Effect of tanshinone IIA on the nuclear factor (NF)-κB-related protein expression in HNE-1 cells. (A) Inhibition of the p50 and p65 nuclear translocation by the tanshinone IIA after 48 h was analyzed using western blot analysis in the nuclear and whole cell lysates. The expressed data are the mean ± standard deviation of three independent experiments, performed in triplicate. Where ∗P < 0.05 and ∗∗P < 0.01, data were compared with the control group.

Discussion

Nasopharyngeal carcinoma is one of the most commonly detected malignant tumor that can be treated at the early stage by radiotherapy and its progression delayed by chemotherapeutic agents. However, NPC metastasis is a big hurdle for the successful inhibition of cancer by various chemotherapeutic agents. Therefore, inhibition of the NPC metastasis by any method can play a promising role in the treatment of NPC. In the present study effect of tanshinone II on the inhibition of migration and invasion potential of NPC cells and the underlying mechanism was investigated. Treatment of the NPC cells with tanshinone II significantly reduced the migration and invasion potential of NPC cells. Carcinoma cell metastasis to lymph and blood vessels is facilitated by the breakdown of ECM (Chen et al., 2013). The results from the present study revealed that treatment of the NPC cells with tanshinone II significantly reduced the migration potential. Tanshinone II induced reduction in the migration and invasion potential of NPC cells was clearly evident from the wound healing and the Boyden chamber assays.
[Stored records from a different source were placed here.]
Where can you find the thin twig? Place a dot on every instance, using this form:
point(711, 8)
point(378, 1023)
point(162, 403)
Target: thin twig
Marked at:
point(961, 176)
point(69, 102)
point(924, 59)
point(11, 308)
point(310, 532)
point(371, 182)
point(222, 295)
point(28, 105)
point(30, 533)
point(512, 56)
It is reported that breakdown of the ECM to mediate carcinoma cell metastasis is regulated by MMP-2 and MMP-9 (Yan et al., 2012, Gialeli et al., 2011). Results from the present study revealed that tanshinone II treatment caused a significant decrease in the MMP-2 and MMP-9 expression in NPC-039 cells after 48 h. Tanshinone II treatment also resulted in decrease in the MMP-2 and MMP-9 activity in NPC cells after 48 h. Studies have demonstrated that expression of MMP-2 and MMP-9 is enhanced in the carcinoma cells by NF-κB (Yeh et al., 2012, Yu et al., 2009, Yu et al., 2011). Results from the present study demonstrated that tanshinone II treatment in NPC cells enhanced the p65 and p50 expression. Thus it appears that tanshinone II inhibits migration and invasion potential of the NPC cells through reduction in the NF-κB expression.

Conclusion

In summary, tanshinone II inhibits the migration and invasion potential of NPC cells and decreases the expression of MMP-2 and MMP-9 through down-regulation of the NF-κB pathway. Thus tanshinone II can play an important role in the treatment of NPC.